US company BioArts International has teamed up with disgraced South Korean scientist Hwang Woo-Suk to offer dog cloning services to the public. Five dog owners will be given the opportunity to have their pet cloned in a worldwide auction on 18 June this year, where bidding will start at $100,000.
BioArts chief executive, Lou Hawthorne, had previously attempted to commercially exploit cloning technology by offering customers the chance to clone their pet cats for $50,000, through a company named Genetic Savings. The project failed and Genetic Savings ceased operations in 2006, but Hawthorne says the technology for the dog cloning project - named 'Best Friends Again' - has since improved. BioArts claims it is the only company with the legal rights to clone dogs, using a technique pioneered by researchers at the Roslin Institute in the UK, used to create Dolly the sheep. To do this, it has enlisted the help of the SooAm Biotech Research Foundation, headed by Hwang.

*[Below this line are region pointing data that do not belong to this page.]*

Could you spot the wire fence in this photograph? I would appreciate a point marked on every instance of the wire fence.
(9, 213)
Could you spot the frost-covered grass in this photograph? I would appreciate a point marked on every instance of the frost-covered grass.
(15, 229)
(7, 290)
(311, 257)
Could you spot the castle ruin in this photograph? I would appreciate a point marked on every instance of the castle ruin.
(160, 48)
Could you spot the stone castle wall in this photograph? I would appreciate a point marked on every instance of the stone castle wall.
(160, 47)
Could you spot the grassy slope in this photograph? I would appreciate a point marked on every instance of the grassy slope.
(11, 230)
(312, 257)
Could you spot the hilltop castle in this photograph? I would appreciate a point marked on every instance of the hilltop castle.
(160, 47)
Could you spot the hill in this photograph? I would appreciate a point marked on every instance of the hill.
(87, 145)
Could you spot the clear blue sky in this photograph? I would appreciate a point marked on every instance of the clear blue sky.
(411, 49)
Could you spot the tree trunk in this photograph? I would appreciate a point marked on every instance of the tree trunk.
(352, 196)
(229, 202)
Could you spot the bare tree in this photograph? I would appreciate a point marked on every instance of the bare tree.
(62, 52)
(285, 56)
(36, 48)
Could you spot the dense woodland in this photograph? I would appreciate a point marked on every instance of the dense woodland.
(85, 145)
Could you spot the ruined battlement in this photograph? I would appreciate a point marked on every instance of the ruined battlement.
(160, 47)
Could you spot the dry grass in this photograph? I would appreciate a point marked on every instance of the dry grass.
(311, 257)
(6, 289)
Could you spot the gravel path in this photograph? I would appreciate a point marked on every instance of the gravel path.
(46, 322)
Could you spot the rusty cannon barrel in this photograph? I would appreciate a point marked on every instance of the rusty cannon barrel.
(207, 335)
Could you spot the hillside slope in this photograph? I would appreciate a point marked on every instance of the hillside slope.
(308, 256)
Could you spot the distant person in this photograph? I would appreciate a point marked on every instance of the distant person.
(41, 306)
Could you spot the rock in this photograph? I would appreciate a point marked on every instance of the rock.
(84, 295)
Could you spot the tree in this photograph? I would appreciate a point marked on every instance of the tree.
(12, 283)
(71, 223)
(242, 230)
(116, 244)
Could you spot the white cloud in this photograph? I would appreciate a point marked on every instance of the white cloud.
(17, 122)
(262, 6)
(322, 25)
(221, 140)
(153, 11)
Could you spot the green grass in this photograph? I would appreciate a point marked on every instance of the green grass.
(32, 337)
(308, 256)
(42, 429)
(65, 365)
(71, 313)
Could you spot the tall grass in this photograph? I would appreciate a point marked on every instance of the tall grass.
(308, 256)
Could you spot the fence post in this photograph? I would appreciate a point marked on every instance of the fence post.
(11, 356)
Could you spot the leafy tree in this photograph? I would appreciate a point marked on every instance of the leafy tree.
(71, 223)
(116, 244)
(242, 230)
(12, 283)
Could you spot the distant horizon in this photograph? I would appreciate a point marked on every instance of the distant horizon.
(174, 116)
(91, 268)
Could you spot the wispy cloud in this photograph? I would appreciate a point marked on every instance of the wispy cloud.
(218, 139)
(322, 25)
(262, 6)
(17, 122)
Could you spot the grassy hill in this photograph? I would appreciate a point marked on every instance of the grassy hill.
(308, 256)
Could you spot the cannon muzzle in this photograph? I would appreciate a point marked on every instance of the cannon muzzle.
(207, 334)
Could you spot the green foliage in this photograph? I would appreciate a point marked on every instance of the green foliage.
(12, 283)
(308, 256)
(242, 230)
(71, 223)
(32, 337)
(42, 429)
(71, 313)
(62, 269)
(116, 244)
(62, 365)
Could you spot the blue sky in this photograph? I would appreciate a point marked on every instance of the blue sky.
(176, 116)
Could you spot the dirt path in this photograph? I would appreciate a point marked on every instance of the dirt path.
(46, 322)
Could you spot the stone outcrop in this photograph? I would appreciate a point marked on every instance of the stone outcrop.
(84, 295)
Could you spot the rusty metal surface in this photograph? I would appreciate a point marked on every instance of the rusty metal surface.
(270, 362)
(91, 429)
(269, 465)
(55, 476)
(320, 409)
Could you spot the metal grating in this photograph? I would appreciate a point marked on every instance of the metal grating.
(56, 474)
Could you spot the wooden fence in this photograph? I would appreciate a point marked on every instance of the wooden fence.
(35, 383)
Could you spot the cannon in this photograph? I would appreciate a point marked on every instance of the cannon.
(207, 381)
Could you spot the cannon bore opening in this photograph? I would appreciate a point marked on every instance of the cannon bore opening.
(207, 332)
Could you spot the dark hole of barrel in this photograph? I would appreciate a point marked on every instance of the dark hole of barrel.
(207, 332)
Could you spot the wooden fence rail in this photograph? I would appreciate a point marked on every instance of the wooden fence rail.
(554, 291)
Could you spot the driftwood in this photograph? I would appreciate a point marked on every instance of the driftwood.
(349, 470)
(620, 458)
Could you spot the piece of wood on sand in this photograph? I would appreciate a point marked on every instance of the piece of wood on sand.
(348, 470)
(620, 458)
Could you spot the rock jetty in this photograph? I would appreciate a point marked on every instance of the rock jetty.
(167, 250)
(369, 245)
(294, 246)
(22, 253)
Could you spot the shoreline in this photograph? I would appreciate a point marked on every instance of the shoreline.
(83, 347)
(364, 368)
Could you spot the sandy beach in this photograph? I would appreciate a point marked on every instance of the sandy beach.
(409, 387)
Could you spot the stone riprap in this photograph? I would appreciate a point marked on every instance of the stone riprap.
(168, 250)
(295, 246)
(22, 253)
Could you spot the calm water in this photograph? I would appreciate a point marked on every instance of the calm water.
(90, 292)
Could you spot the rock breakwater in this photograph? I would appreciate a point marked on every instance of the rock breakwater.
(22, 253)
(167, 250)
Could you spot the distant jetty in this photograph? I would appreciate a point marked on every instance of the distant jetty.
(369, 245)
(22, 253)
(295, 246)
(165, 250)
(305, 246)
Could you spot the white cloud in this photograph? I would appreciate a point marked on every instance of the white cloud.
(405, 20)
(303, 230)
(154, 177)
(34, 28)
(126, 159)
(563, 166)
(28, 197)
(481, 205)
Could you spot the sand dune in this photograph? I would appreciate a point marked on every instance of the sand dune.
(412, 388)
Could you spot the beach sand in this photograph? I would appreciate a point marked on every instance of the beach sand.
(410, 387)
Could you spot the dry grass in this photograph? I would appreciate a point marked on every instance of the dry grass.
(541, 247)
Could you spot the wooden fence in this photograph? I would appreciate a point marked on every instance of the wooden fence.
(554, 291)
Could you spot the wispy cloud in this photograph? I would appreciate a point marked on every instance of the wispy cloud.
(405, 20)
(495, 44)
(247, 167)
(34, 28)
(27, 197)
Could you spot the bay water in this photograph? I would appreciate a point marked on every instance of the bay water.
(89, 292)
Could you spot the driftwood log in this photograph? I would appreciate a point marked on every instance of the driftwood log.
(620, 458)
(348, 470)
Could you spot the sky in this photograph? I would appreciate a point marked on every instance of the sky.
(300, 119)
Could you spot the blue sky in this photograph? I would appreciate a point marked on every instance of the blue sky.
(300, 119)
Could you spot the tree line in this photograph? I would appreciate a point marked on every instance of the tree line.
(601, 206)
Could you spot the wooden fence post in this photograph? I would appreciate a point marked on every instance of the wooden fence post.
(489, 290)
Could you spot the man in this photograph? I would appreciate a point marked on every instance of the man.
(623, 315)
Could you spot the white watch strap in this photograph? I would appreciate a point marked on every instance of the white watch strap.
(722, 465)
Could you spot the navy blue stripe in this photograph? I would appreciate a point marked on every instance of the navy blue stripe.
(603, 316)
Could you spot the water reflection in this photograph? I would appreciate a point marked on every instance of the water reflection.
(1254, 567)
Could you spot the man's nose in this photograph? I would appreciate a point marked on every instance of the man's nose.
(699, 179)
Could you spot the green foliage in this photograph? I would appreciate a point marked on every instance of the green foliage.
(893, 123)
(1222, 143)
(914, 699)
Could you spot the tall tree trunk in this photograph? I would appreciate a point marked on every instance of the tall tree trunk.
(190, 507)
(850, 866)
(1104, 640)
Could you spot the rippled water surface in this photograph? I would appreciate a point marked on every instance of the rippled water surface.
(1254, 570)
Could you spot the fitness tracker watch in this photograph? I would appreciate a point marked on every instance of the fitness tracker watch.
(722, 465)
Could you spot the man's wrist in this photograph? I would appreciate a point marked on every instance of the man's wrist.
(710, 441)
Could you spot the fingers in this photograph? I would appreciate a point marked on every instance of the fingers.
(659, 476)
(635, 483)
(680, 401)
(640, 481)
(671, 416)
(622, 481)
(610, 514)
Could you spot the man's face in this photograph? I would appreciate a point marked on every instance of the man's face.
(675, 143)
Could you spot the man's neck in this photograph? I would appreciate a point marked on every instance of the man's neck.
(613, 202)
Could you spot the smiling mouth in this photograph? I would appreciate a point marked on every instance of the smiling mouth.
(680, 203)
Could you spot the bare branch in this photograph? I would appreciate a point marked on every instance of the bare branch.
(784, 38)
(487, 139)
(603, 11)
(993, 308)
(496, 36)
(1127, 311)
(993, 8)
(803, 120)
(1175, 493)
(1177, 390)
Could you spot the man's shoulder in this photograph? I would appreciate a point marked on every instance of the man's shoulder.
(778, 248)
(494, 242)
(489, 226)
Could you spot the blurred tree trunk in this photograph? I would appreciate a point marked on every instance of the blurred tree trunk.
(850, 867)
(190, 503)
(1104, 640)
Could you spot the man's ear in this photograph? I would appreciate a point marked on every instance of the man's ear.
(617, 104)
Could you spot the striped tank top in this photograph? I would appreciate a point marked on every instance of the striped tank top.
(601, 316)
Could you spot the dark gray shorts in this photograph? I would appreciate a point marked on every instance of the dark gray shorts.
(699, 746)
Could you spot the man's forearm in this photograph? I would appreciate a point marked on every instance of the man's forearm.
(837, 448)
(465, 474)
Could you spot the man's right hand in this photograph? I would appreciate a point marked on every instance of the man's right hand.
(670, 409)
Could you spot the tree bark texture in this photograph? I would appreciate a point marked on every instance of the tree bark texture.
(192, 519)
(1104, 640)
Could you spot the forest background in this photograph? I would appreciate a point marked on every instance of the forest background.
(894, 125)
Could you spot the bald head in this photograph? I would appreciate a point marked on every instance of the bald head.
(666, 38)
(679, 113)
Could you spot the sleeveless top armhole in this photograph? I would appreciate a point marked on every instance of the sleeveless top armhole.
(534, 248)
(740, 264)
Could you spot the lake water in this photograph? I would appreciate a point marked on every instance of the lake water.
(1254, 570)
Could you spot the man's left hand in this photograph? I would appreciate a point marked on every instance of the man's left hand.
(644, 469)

The decision is controversial, however, as Hwang is currently on trial in South Korea for fraud and embezzlement, after his claim to have created the world's first cloned human embryonic stem cell line was revealed to be fraudulent. It is also alleged that he used eggs obtained from a junior researcher working on his team, breaching international ethical codes of practice. 'I know the association with Dr. Hwang is going to be controversial,' said Hawthorne, adding 'one of the contradictions of Dr Hwang is that he made mistakes on his human stem-cell research, and he's the first to admit that.'
Of the discredited research carried out by Hwang at Seoul National University (SNU) only the creation of a cloned dog named Snuppy, a male Afghan hound, was found to be genuine. Since then Hwang has successfully cloned three female Afghan hounds, and the cloning of grey wolves by his team at the SNU has also been upheld as genuine. 'Our main concern is simply he's the best when it comes to dog cloning,' said Hawthorne, 'and for that reason it behooves us to work with him'.
Although the dogs will be genetically identical, the cloned animals will not behave in the same way as their twin, and bioethicist Arthur Caplan, of the University of Pennsylvania, said owners should not expect to get their old dog back. 'People believe they're going to get their pet back through cloning, but the new cloned dog won't know the old pet's tricks', he said. 'It's a false promise to say you can get your pet back', he warned.
It is likely that the successful bidders will be refunded if the cloning process is unsuccessful or if the cloned animal does not meet their expectations. BioArts has said it will not spend the money unless the dog has been 'signed off'. All the dogs will be examined by a veterinarian prior to delivery and come with one year's health warranty.